The best way to ensure that tissue capacity is always greater than tissue demand is to never get deconditioned (aka "out of shape") when out of season. Most early season injuries occur because of specific deconditioning. For example, a multi-sport athlete plays high school athletics year-round. Football in the fall, wrestling in the winter, maybe a short track season, and then right into baseball/softball. You might think that this athlete is "in shape" because they are playing sports year-round, but what is neglected are the specific demands of baseball and softball (especially in relation to the shoulder). How well does football (outside of playing QB), wrestling, and track prepare the shoulder for throwing a ball as hard as possible? I would argue... NOT THAT MUCH AT ALL!
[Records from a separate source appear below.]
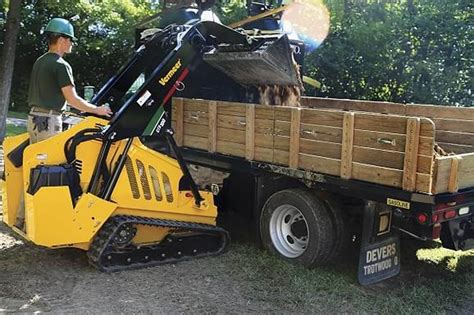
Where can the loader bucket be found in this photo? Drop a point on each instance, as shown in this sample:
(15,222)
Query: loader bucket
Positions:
(270,62)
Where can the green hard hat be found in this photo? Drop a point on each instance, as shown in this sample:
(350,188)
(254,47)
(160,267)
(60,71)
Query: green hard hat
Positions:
(60,26)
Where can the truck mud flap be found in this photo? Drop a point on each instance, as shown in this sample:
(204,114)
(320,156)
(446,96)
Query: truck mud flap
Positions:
(380,245)
(271,62)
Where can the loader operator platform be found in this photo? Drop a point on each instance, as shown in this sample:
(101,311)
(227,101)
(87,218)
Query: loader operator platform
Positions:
(52,85)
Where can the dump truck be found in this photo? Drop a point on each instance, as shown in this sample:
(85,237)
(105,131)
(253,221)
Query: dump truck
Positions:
(80,187)
(303,175)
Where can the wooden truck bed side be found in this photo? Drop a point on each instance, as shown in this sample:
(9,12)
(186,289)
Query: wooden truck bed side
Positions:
(369,141)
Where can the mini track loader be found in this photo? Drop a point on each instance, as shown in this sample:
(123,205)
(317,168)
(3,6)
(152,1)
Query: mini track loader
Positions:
(98,188)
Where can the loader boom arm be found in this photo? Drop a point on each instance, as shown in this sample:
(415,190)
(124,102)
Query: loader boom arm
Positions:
(165,61)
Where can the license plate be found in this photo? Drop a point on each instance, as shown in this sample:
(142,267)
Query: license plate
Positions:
(379,261)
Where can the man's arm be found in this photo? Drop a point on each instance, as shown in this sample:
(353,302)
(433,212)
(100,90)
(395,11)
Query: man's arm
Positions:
(79,103)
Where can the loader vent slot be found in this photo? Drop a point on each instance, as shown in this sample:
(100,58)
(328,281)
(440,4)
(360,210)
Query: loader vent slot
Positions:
(156,184)
(78,166)
(132,179)
(143,180)
(167,186)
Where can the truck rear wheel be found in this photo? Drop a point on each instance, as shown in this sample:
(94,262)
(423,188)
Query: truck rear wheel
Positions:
(295,225)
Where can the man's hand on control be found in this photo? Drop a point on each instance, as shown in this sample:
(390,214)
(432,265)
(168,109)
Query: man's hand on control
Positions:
(103,111)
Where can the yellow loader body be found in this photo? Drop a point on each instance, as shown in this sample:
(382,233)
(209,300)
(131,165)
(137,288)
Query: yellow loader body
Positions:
(148,187)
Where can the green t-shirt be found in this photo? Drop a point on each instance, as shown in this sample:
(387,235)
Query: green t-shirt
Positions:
(50,73)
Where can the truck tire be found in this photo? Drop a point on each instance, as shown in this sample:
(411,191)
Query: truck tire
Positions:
(341,234)
(295,225)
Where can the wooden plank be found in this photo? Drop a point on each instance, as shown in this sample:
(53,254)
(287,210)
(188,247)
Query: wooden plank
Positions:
(264,126)
(196,117)
(265,112)
(449,112)
(426,146)
(322,117)
(266,141)
(455,137)
(232,108)
(196,130)
(320,164)
(390,159)
(231,135)
(384,158)
(377,174)
(466,171)
(423,183)
(347,145)
(411,154)
(390,141)
(231,148)
(282,128)
(425,164)
(231,122)
(212,126)
(295,138)
(281,157)
(281,143)
(456,148)
(250,132)
(442,171)
(453,176)
(379,140)
(321,148)
(457,125)
(264,154)
(196,105)
(381,123)
(195,142)
(427,128)
(283,113)
(357,105)
(321,133)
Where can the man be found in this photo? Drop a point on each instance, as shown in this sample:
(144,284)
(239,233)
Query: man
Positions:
(52,85)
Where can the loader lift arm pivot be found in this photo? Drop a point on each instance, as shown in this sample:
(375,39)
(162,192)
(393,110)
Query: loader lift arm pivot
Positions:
(144,114)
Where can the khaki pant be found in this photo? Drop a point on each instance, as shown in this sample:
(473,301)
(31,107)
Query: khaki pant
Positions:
(51,126)
(54,124)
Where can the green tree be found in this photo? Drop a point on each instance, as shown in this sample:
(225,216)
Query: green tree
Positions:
(410,51)
(12,24)
(105,32)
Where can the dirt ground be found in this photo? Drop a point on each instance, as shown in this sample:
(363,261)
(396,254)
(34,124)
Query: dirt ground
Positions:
(34,279)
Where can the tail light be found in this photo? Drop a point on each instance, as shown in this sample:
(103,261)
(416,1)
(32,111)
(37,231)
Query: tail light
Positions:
(421,218)
(449,214)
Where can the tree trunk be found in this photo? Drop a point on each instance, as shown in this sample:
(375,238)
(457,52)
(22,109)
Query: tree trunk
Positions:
(7,61)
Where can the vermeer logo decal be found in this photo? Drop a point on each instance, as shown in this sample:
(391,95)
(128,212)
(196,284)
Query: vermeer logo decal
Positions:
(398,203)
(170,74)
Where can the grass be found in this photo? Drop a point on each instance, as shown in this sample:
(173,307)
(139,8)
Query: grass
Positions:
(426,285)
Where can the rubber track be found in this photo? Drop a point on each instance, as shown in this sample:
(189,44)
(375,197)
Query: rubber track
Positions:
(102,247)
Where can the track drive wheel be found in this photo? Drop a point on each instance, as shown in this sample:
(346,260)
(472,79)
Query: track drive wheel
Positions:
(297,226)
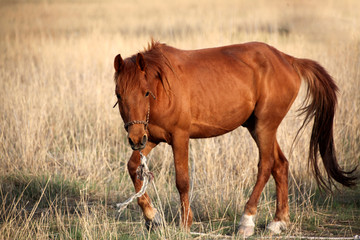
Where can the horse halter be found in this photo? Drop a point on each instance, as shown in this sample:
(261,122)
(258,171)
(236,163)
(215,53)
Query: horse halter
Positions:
(146,122)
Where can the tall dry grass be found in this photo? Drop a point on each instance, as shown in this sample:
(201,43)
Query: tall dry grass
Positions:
(58,129)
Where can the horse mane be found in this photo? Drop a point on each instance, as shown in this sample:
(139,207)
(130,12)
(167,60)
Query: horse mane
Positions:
(157,64)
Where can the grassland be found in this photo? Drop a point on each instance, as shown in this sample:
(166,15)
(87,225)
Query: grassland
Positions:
(63,150)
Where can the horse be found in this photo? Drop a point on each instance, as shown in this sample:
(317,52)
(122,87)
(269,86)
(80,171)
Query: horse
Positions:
(165,94)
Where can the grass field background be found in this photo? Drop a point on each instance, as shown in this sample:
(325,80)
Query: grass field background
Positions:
(63,149)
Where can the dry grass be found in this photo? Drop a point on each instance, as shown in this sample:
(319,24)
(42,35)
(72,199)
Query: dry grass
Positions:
(62,147)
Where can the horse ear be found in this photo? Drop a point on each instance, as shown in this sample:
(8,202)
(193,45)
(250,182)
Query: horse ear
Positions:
(140,61)
(118,62)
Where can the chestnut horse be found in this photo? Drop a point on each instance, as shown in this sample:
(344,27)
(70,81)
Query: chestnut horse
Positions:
(171,95)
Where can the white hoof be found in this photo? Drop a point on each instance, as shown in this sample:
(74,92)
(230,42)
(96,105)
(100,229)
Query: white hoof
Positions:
(276,226)
(247,225)
(156,222)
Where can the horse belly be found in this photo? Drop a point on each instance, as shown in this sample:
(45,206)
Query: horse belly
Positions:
(220,119)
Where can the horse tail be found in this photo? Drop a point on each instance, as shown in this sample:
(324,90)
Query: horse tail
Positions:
(320,103)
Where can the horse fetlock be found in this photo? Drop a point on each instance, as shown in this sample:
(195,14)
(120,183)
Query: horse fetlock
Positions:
(246,225)
(186,219)
(277,227)
(155,222)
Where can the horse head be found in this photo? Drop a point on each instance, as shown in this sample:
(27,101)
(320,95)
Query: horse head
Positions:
(132,91)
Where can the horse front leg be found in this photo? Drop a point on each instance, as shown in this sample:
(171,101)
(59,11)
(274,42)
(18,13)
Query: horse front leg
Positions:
(180,146)
(151,215)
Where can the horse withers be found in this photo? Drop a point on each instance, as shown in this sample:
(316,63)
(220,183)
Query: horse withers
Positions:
(171,95)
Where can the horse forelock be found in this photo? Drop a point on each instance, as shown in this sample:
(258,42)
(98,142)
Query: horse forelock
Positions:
(157,66)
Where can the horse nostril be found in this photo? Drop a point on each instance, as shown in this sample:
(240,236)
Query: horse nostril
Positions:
(144,140)
(131,142)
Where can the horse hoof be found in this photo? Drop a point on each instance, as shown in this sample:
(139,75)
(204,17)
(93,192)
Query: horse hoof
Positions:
(276,227)
(156,222)
(246,231)
(247,226)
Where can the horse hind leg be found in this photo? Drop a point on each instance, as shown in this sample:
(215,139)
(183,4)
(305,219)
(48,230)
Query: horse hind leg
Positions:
(263,133)
(280,174)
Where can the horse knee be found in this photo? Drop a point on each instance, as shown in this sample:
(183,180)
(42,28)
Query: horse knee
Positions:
(182,183)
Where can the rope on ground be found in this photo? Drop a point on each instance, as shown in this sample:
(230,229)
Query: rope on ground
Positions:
(356,237)
(144,175)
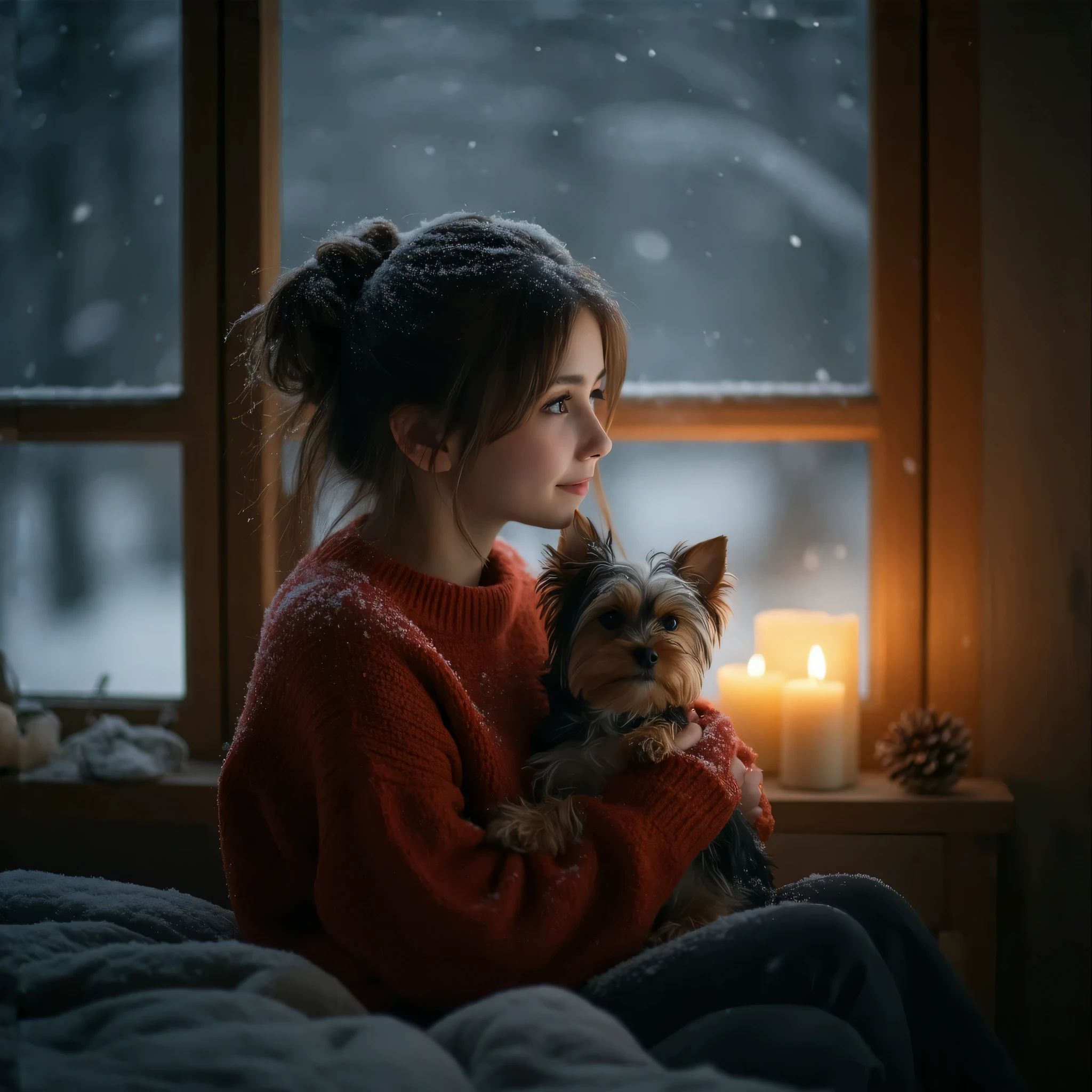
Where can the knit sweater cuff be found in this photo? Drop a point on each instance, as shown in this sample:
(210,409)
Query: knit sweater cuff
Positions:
(686,799)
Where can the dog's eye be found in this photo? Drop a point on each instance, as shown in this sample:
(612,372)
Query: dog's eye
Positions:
(611,620)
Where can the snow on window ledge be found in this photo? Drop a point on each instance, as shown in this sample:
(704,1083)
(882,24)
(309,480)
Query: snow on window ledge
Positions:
(718,390)
(118,392)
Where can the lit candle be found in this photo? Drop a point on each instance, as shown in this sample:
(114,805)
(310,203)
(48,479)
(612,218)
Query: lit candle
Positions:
(785,639)
(813,729)
(752,697)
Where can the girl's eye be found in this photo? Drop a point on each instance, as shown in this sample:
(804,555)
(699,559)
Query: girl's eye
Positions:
(611,620)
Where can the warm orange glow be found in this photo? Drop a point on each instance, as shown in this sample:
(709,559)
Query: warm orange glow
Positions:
(817,663)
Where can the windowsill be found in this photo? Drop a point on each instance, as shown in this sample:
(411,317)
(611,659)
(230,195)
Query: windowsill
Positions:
(874,806)
(188,798)
(878,806)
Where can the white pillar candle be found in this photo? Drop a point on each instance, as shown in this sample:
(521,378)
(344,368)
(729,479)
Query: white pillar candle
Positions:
(813,730)
(752,698)
(785,638)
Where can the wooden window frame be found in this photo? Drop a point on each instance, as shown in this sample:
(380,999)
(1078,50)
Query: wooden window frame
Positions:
(922,421)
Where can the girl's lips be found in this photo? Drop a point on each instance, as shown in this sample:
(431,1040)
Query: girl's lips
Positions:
(580,488)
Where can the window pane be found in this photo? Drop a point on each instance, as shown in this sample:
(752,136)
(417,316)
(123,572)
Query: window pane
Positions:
(92,579)
(90,199)
(797,517)
(709,160)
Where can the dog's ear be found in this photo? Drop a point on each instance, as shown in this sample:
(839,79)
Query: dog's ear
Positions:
(573,544)
(702,567)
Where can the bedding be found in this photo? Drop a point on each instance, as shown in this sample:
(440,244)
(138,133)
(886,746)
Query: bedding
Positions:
(113,986)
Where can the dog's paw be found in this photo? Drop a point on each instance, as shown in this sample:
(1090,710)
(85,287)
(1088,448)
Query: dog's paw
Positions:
(651,743)
(668,932)
(550,827)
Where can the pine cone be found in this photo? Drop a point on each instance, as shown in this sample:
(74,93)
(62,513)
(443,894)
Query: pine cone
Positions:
(926,752)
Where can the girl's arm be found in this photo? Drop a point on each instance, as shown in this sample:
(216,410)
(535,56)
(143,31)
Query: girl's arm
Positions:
(406,886)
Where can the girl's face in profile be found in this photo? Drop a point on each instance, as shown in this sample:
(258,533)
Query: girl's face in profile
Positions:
(539,473)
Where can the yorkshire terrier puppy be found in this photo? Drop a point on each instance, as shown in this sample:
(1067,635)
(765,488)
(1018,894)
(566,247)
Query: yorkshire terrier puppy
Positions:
(629,646)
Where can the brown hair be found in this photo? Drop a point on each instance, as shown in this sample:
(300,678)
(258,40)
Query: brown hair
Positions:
(468,316)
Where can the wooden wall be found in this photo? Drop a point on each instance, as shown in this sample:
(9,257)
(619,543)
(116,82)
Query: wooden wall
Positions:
(1035,699)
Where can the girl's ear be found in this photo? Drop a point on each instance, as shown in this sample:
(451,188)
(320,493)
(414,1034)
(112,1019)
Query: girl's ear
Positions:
(417,433)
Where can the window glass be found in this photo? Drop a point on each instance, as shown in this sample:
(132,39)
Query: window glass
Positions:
(797,517)
(90,199)
(709,160)
(91,585)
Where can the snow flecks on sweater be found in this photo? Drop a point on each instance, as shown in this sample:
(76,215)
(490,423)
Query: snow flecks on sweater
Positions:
(389,711)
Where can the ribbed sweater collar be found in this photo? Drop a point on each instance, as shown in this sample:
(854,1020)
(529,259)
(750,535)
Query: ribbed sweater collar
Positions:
(429,601)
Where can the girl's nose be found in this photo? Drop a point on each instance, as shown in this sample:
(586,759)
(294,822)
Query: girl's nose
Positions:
(597,444)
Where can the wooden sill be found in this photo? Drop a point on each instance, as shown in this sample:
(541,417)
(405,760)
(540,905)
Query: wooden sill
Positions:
(188,798)
(875,806)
There are two practical solutions to the above problem:
Keep working baseball/softball specific skills on a regular basis YEAR-ROUND
Ease into more intense throwing sessions for 4-6 weeks prior to the start of the season
Ultimately, the two points above operate under the S.A.I.D. Principle. "S.A.I.D." stands for "Specific Adaptation to Imposed Demands." Throw a baseball/softball at game speed (demand) and all of the tissues involved in the throwing motion will get stronger and more resilient (adaptation). The S.A.I.D. Principle works in reverse, as well. Take 6 months off from all throwing motions (demand) and those tissues involved in throwing will become deconditioned (adaptation) and more prone to pain/injury when demand increases at the start of season. This is why applying one of the two options above is absolutely necessary for a pain-free, injury-free season. By either regularly throwing in the off-season or gradually increasing throwing demands in the 4-6 weeks prior to season we can impose the necessary demands on the shoulder to reduce the risk of pain/injury.
On a side note, there is no such thing as "injury prevention," so don't let anyone fool you into thinking they have the secret sauce to keep you injury-free! The only thing we can do is allow tissues to adapt to the demands of different tasks, and if a tissue is well-adapted to a certain task then the RISK for injury is decreased.